What Is The Difference Between CSTR and a PFR Reactor?

Introduction

For a reaction process, a CSTR (Continuous Stirred Tank Reactor) instantly reduces the concentration of reactants to a steady-state value and provides superior temperature control. On the other hand, a PFR (Plug Flow Reactor) keeps reactant concentrations high at the start, driving reaction rates that can be 10 to 100 times faster than a CSTR. Both of them provide their distinct advantages, collectively making them the working horses of chemical plants.

The CSTR is more of a tank, and the PFR is like a pipe. Combining them in a cascaded configuration can result in a purity improvement of 15 to 20%. However, in most cases, they are used separately, where picking one depends on reaction order, desired conversion, and process scale. Cost analysis and production rates are the decisive factors between the two.

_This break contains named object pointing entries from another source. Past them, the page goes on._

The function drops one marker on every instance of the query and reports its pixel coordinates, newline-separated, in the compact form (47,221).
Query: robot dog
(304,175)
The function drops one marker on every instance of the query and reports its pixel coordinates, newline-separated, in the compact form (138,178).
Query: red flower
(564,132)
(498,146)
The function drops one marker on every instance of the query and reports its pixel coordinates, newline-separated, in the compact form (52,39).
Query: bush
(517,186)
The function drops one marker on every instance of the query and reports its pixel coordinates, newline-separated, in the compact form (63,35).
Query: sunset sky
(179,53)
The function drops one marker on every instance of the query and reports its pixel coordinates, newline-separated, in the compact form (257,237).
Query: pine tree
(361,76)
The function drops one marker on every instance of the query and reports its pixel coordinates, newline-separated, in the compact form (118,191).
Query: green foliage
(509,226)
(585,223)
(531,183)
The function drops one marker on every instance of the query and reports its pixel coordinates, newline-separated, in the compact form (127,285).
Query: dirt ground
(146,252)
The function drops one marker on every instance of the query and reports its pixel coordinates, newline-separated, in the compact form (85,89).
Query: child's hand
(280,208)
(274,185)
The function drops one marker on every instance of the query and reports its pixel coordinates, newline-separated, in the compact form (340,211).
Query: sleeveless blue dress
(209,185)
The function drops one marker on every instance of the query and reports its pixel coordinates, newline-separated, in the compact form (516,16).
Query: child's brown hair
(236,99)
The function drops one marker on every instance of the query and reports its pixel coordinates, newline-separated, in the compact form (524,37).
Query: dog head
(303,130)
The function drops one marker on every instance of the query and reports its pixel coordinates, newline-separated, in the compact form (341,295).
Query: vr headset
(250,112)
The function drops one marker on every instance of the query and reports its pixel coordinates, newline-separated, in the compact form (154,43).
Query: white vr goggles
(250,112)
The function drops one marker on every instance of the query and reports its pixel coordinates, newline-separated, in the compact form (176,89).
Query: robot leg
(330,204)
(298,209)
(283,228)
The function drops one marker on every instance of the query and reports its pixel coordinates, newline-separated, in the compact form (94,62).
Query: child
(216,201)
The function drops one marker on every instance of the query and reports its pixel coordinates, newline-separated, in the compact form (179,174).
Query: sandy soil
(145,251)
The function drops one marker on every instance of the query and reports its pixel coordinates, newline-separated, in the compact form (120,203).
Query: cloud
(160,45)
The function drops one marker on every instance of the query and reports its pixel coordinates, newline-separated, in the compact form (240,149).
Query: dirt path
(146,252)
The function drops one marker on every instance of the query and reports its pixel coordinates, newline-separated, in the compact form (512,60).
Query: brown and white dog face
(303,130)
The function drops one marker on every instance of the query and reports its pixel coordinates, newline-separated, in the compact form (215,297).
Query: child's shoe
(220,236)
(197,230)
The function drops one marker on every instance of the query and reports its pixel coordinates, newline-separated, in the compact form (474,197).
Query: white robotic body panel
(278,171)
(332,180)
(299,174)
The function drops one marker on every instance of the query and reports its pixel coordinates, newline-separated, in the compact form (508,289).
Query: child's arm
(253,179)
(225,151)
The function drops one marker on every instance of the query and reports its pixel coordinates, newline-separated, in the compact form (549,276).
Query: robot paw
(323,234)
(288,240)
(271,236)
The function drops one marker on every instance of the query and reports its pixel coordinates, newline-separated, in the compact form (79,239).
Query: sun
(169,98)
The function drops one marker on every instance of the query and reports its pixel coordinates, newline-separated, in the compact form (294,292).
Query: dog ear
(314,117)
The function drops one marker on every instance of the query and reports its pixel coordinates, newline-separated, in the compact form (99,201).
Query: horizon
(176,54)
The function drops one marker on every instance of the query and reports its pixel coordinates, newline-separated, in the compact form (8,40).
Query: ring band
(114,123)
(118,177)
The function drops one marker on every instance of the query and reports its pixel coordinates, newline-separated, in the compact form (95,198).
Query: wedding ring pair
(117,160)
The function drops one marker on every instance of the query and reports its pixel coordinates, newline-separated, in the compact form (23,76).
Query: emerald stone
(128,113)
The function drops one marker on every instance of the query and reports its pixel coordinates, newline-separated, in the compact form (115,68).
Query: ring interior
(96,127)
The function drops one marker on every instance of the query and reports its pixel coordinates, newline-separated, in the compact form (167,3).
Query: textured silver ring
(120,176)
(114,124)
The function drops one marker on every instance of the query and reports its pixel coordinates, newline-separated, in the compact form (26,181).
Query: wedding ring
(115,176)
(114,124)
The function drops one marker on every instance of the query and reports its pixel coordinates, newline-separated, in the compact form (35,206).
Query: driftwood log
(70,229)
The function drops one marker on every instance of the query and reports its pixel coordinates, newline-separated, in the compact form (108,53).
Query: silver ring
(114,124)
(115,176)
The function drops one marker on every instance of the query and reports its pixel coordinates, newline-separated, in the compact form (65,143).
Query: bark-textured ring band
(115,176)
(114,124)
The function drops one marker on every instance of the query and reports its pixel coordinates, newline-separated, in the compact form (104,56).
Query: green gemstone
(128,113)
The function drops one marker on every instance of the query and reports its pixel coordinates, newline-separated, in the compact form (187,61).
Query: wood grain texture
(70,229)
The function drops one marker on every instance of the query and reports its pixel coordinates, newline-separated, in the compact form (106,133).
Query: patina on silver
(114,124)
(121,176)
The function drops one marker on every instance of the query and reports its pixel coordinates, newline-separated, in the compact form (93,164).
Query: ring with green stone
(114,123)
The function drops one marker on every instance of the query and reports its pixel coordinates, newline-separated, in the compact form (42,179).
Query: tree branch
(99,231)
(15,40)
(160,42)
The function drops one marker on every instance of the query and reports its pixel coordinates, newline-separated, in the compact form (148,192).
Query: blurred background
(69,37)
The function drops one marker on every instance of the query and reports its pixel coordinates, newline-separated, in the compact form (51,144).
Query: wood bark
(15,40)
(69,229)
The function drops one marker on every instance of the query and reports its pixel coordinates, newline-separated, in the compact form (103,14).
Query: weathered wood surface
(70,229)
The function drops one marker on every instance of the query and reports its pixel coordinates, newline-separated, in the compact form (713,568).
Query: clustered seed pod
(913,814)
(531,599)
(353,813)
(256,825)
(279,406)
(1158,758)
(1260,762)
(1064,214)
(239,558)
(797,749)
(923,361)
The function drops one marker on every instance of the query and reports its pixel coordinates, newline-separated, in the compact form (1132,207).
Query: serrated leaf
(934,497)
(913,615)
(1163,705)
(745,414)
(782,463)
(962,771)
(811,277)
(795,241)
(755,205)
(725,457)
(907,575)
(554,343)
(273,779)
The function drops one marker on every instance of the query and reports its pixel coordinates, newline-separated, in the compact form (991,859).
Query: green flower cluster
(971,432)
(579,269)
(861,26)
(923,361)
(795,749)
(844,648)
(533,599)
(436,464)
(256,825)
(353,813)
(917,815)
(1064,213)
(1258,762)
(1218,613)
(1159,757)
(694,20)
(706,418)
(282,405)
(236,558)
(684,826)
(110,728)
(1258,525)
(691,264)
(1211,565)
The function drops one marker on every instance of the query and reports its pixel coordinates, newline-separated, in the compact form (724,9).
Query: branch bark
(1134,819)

In this article, we will explore both types of reactors, study their differences, and applications in detail. By the end, we believe our reader will have a good grasp of the basic concepts between the two to make an educated decision to pick one.

What is a CSTR Reactor?

The CSTR reactor immediately distributes a drop of reactant that enters the tank, which means that the concentration of the chemicals at the center is similar to the exit section. It makes calculations easier, eliminating the complex hotspots and unreacted pockets.

CSTR Reactor Parts

The CSTR reactor consists of multiple precision engineering parts that work in harmony to create the perfect mechanical, thermal, and chemical systems harmony.

● The Vessel: That is the main container where all the reaction takes place. It holds up the reactants. It is cylindrical in shape and has hemispherical heads. There are inlet, outlet ports, a heating/cooling jacket, and insulation on the vessel.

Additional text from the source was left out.